Refinance Points vs No-Points Comparison Calculator
Should you pay discount points when refinancing? Our calculator helps you compare points vs. no-points options and find your break-even.
TL;DR: One discount point costs 1% of your loan ($3,500 on $350,000) and typically lowers your rate by 0.25%. Pay points only if you’ll keep the loan 7+ years—otherwise, the upfront cost exceeds the interest savings. Skip points if you might move or refinance within 5 years.
What Are Mortgage Points?
Discount points are upfront fees paid to lower your interest rate:
- 1 point = 1% of loan amount
- Typically lowers rate by 0.25%
- Example: $350,000 loan, 1 point = $3,500 for ~0.25% lower rate
Points vs.

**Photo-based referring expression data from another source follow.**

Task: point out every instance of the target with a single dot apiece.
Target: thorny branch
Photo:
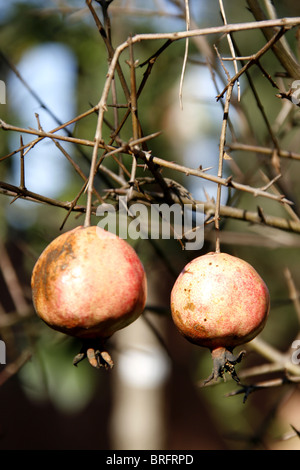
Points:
(158, 187)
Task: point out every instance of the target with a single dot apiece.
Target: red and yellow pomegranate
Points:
(89, 283)
(219, 302)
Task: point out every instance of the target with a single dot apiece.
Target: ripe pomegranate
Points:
(89, 283)
(219, 301)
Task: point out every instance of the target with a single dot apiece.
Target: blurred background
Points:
(53, 63)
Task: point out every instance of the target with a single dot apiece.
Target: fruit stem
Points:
(220, 167)
(95, 353)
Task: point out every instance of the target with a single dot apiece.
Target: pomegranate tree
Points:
(219, 302)
(89, 283)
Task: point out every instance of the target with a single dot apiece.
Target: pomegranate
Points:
(89, 283)
(219, 301)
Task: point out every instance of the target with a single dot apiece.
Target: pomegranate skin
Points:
(219, 301)
(88, 283)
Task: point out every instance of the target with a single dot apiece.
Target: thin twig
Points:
(220, 167)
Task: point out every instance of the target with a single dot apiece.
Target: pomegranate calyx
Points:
(96, 355)
(224, 361)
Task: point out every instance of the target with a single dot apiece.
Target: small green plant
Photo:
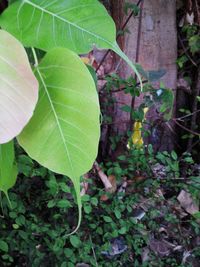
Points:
(53, 108)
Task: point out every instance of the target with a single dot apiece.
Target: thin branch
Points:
(185, 51)
(136, 60)
(122, 29)
(186, 129)
(35, 57)
(102, 176)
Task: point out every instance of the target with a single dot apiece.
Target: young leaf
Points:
(18, 88)
(76, 24)
(64, 131)
(8, 169)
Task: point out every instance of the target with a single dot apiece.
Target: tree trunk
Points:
(156, 49)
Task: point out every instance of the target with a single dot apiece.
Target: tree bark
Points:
(157, 50)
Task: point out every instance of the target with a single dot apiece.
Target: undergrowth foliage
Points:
(53, 109)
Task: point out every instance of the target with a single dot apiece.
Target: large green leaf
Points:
(8, 169)
(76, 24)
(18, 88)
(64, 131)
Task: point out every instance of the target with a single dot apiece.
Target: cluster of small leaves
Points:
(32, 233)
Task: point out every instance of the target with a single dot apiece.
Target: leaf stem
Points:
(35, 57)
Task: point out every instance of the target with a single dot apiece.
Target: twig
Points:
(136, 60)
(188, 115)
(35, 57)
(102, 176)
(195, 105)
(185, 51)
(85, 185)
(185, 128)
(122, 29)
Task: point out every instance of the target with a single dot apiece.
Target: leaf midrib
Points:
(58, 124)
(67, 21)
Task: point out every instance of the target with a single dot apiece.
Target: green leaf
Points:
(75, 241)
(18, 88)
(8, 169)
(107, 219)
(64, 131)
(126, 108)
(63, 203)
(3, 246)
(76, 24)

No Points Example
Loan: $350,000 cash-out refinance
| Option | Rate | Points Cost | Monthly Payment | Break-Even |
|---|---|---|---|---|
| No Points | 6.75% | $0 | $2,270 | - |
| 1 Point | 6.5% | $3,500 | $2,212 | ~62 months |
| 2 Points | 6.25% | $7,000 | $2,155 | ~61 months |
When Points Make Sense
Pay points if you’ll:
- Keep the loan 7+ years (past break-even)
- Value payment stability
- Have cash upfront
Skip points if you’ll:
- Move or refinance within 5 years
- Prefer lower upfront costs
- Invest that money elsewhere
Our Calculator Includes Points
When using our calculator:
- Enter your expected discount points (0-3)
- We factor points cost into closing costs
- Break-even analysis includes point recovery
- See total cost with/without points
Points for Cash-Out Refinance
Points are less common with cash-out refinancing because:
- Larger loan amounts = higher point costs
- Higher rates to begin with
- Many prioritize low closing costs
Rule of thumb: If you’ll keep the loan 10+ years, points may save money. Otherwise, skip them.
Frequently Asked Questions
Should I pay points on a cash-out refinance?
Usually no. Points increase your already-high closing costs ($3,500 per point on a $350,000 loan). Since cash-out refinances often have higher rates and borrowers may not keep them 10+ years, the break-even (5+ years) often exceeds the time you’ll have the loan.
How do I calculate if points are worth it?
Divide the point cost by the monthly savings: Break-Even (months) = Points Cost ÷ Monthly Savings. If 1 point costs $3,500 and saves $58/month, break-even is 60 months (5 years). Only pay points if you’ll keep the loan past the break-even.
Are mortgage points tax deductible?
Yes, mortgage points are generally tax deductible in the year you pay them for a purchase mortgage. For refinances, points must be deducted over the life of the loan. Consult a tax professional for your specific situation.